AIUI, the builds for other distributions are in similar states.

Note that neither Snappy nor Flatpak can possibly provide meaningful confinement of apps running under X11, as mjg59 illustrated. Flatpak will only provide meaningful confinement with Wayland. Snappy, of course, is designed to work with Mir, though they claim it can/could (not sure which) also work with Wayland. But the point here is that neither Wayland nor Mir is out there in real widespread use by Linux users at present, yet here's Canonical happily glossing over that point while they talk about how Snappy right now allows "a single binary package to work perfectly and securely on any Linux desktop".

At the time this Panglossian PR was sent out, there were exactly two actual useful applications available as snaps: LibreOffice and Krita. Phoronix quickly found that the LibreOffice snap was huge (over 1GB in size) and buggy. The size issue was quite quickly resolved, but this just goes to show that reality is vastly different from Canonical's claims. This stuff is in early Alpha or proof-of-concept state. It is not remotely 'done' and ready for practical use in the real world outside of the very limited contexts where Canonical was already using it.

Neither is Flatpak, of course. But this is why Flatpak's developers have been communicating with technical conference presentations and blog posts and trying to build a dialog with application developers and distributors, rather than issuing press releases trumpeting how great Flatpak is and how it's ready to kill apt RIGHT NOW.

Here's another interesting thing about Snaps: the server end (the 'app store' bit of the equation) is closed source, and Canonical have been refusing to tell anyone how to run their own 'app store' - see the comment from Cassidy James Blaede, of Elementary. If you want to distribute your snaps, your choices are 1) publish it through the Canonical store, entirely under Canonical's control, 2) upload it as a file and tell people to use the CLI to install it, or 3) try to figure out how to reconfigure the snap client to use a different server by reading the source code, then write your own server end from scratch, and tell your users to do that. Hmm.

So: Snappy is, like Flatpak, a heavily-under-development, interesting attempt to provide an app store-like app provision mechanism for Linux. It is not finished, it is not close to finished. It is not independent or cross-distribution, it is entirely controlled by Canonical. It does not have, so far as I can tell, meaningful buy-in from a single major distribution outside of Ubuntu. It does not work properly on other distributions yet and it likely will not do so in the near future.
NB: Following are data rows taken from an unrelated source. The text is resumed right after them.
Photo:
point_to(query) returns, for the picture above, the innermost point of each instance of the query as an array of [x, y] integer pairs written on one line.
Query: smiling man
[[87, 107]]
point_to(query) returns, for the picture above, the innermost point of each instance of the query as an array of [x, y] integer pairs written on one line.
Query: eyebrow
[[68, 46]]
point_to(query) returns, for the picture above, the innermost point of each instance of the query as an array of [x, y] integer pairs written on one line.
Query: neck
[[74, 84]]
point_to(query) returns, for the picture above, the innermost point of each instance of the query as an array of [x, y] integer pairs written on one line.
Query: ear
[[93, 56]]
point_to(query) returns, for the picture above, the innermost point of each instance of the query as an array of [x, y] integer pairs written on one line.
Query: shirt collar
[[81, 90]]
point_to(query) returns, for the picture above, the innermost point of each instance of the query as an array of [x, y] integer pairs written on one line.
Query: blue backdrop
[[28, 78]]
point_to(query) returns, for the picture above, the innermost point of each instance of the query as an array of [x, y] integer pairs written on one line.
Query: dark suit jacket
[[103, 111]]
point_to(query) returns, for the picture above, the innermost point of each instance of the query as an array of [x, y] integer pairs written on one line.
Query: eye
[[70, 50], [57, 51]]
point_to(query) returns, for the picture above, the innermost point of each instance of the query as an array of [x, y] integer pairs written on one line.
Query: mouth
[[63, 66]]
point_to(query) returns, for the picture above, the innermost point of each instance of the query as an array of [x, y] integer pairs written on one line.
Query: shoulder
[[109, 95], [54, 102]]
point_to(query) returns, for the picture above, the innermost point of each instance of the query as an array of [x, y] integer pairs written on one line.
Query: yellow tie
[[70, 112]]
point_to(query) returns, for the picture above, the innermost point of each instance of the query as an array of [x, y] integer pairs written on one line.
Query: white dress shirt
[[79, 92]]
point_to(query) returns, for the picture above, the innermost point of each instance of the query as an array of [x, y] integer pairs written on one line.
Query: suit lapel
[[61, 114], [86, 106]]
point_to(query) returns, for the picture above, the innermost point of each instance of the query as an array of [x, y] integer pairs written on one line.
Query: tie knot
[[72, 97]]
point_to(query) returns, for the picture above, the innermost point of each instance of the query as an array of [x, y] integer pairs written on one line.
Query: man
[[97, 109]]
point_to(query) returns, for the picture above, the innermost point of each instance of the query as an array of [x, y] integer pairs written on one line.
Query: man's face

But apart from that, sure, it's all ready to kill apt and dnf tomorrow!


Now I'm sure I will get criticized for being mean and nasty and cynical and attacking Canonical instead of being constructive and all they want to do is make things better for everyone, Adam why are you such an ass?

Well, if Canonical actually wanted to work constructively with others, the way to do so would be to talk to them. We have forums for cross-distribution and cross-project collaboration. Lots of them. We have tech conferences where you can go and talk about your project and try to get buy-in for it. Canonical could have come to other distributions and said, hey, how about we all try to get together behind a single format and a common delivery mechanism for this kind of a confined app bundle?

But they didn't. They just decided to send out a wildly misleading press release and actively encourage the specialist press to report that Snappy was all set to take over the world and everyone was super happy with that.

That's not being constructive or working together with others. That's being a bunch of asshats and trying to present the rest of the community with a fait accompli - and notably, a fait accompli in which Canonical holds all the strings (by means of the Canonical CLA controlling contributions to the client end, and the closed source, closed shop server end that is owned entirely by Canonical).